À part Louise Michel, toutes sont largement oubliées… Et si l’on se rappelle Michel et, dans une moindre mesure Brocher, c’est notamment grâce à leurs écrits. Pourtant, bien d’autres figures mériteraient d’être connues. Par exemple, André Léo, autrice d’un grand texte, La guerre sociale, où elle dénonce le fait de vouloir, depuis un siècle, « faire la révolution sans les femmes » ; Dmitrieff, qui a disparu et dont on sait très peu de choses après la Commune ; Paule Minck ; ou encore Nathalie Lemel, un peu plus connue, proche d’Eugène Varlin, et qui avant la Commune avait créé une importante cantine coopérative ouvrière et populaire, La Marmite. Mais pour la plupart des communeuses, on a peu de documents, à part quelques noms sur des affiches ou les traces de leurs procès à Versailles. Cela étant dit, même s’ils le sont un peu plus que les femmes, les communeux masculins sont également assez peu connus, à l’exception de Vallès, Courbet, Pottier, etc.

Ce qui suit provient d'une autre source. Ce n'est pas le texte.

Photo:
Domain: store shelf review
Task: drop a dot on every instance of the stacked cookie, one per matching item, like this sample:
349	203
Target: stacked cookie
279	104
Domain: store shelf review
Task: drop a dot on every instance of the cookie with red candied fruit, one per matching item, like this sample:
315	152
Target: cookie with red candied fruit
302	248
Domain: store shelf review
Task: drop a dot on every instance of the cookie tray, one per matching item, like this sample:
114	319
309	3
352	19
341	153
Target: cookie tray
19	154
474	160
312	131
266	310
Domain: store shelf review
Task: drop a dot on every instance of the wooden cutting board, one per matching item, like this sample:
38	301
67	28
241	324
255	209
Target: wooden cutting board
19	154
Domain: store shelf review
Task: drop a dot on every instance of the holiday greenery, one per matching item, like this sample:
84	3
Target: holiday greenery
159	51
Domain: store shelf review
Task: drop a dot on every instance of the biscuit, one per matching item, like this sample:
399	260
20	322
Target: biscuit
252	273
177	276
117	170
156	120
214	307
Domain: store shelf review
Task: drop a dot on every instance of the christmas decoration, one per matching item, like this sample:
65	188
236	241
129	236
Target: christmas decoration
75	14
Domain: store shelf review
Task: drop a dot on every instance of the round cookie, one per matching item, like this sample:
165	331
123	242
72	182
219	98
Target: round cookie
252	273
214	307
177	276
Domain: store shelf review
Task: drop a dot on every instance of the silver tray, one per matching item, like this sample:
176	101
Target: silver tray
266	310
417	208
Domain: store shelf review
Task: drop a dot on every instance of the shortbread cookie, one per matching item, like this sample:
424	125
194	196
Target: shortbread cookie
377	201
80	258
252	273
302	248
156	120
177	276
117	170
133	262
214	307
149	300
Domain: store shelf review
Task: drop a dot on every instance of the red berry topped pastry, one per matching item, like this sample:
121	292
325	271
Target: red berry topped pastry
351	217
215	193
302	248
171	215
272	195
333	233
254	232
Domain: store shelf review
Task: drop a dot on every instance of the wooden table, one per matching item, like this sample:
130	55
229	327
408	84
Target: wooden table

Outre l’entrée dans la Garde nationale et plus généralement le droit de porter les armes, quelles revendications importantes sont portées par les femmes durant la Commune ?
Elles revendiquent ce que revendiquaient déjà les femmes de 1848, dont elles sont assez proches socialement et par formation politique : le droit au travail, et d’être payées avec les mêmes salaires et donc la même reconnaissance de qualification que les hommes. Elles demandent aussi le droit à l’instruction, le droit au divorce, la reconnaissance des enfants « illégitimes » ou « naturels », la reconnaissance des concubines (qu’elles aient les mêmes droits que les femmes mariées), et, pour certaines d’entre elles, notamment Louise Michel, elles réclament l’abolition de la prostitution.
Lesquelles de ces revendications ont été satisfaites ?
Dans le cadre de l’Union des femmes pour la défense de Paris et les soins des blessés, il y a une grande réflexion sur le travail des femmes et Élisabeth Dmitrieff parvient à arracher des promesses d’égalité salariale, et il y a même un décret, pour une profession particulière, garantissant l’égalité salariale ; elle établit même des coopératives de productrices (de femmes donc). Pour l’instruction de nombreuses écoles pour garçons et filles sont ouvertes. Les concubines sont reconnues, puisque la Commune décrète que les épouses ou concubines de Gardes nationaux blessés ou tués au combat pourront recevoir une pension ; et il y a aussi une reconnaissance des enfants naturels. En revanche, les femmes ne seront pas acceptées dans la Garde nationale fédérée : c’est d’elles-mêmes qu’elles prendront les armes lors de la Semaine sanglante.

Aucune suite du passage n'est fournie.